By Samantha Bradsky | Reporter

I grew up believing that if you’re bored, it’s because you’re boring. You’re asking the world to entertain you rather than you entertaining the world. While it is true to an extent, this belief fails to acknowledge the utility of boredom.

Boredom is often seen as the antithesis of productivity: a glassy-eyed stare into the distance or a restless itch in the back of your mind. What if boredom was actually a key to mastery? What if having access to constant entertainment and instant gratification damages the part of our brains that can appreciate the boredom it takes to obtain mastery?

Boredom can be defined as “the state of feeling disinterested in one’s surroundings, having nothing to do or feeling that life is dull.” However, studies have shown that if done right, boredom can help creativity, productivity, problem-solving and mental health.

Present culture has forced people to believe that faster is better; it has forced people to succumb to the world of “overnight hacks” and “instant results.” Food gets to you faster, packages arrive overnight and providers profit from the consumer’s desire to be instantly gratified. Glowing Apple logos light up classrooms, and screens light up faces. Now, people experience phantom phone vibrations and shorter attention spans. When was the last time you sat in a waiting room and saw people not looking down at their phones? Maybe you were too busy looking down at your phone to notice.

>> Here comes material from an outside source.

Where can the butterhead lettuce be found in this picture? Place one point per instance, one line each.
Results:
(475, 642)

According to Sandi Mann, a senior psychology lecturer and renowned researcher on boredom, the cultural attachment to our phones both destroys our ability to be bored and keeps us from ever being truly entertained.

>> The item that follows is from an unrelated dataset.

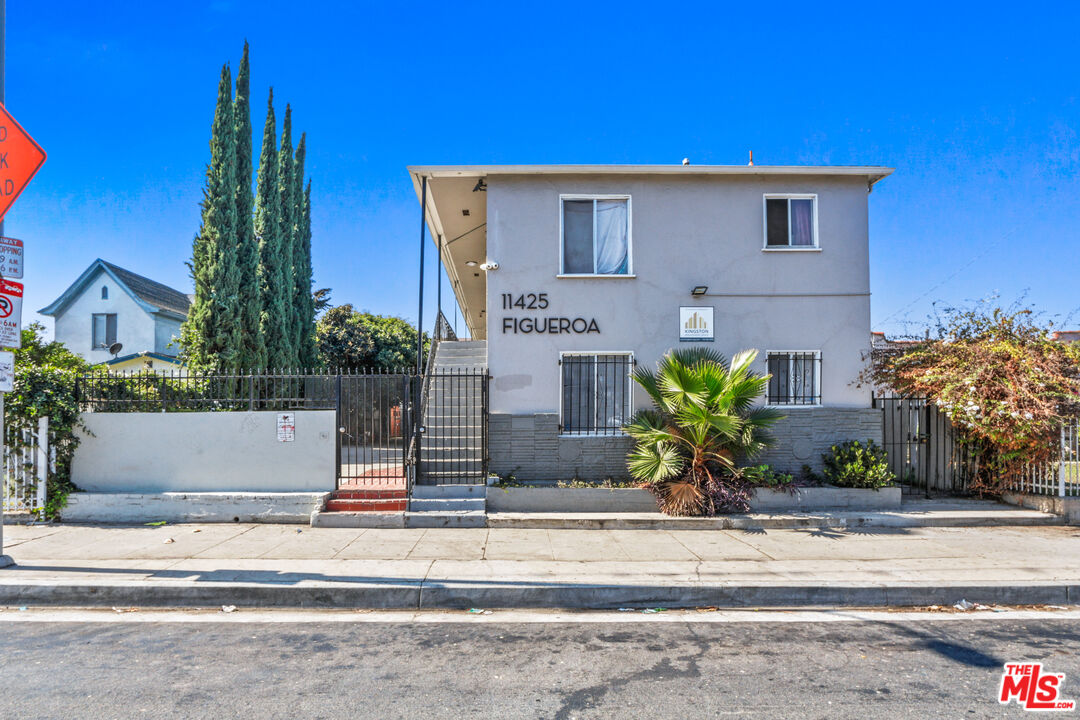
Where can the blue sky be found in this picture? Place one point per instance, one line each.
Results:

Technology targets the natural human proclivity toward instant gratification and constant entertainment, which makes it easy to forget the repeated effort required to accomplish long-term goals and achieve success. Becoming skilled at a task requires tons of practice with incredible consistency; it requires becoming adept at practicing through the boredom of the task.

There’s nothing overly exciting about the act of writing 1,000 articles one by one to become an established author. The same goes for spending hours working on the same series of chords on the piano to master a particular song or for performing the same series of workouts week after week. Yet, that repetition is often what it takes to obtain the results we desire.

J.K. Rowling rewrote the opening chapter of the first Harry Potter book 15 times. Mozart had to work for 10 years before producing a popular piece. When Kobe Bryant was preparing for the Olympics, part of his morning routine included making 800 jump shots between 7 a.m. and 11 a.m.

“Your true traveler finds boredom rather agreeable than painful. It is the symbol of his liberty — his excessive freedom. He accepts his boredom, when it comes, not merely philosophically, but almost with pleasure,” English writer and philosopher Aldous Huxley said.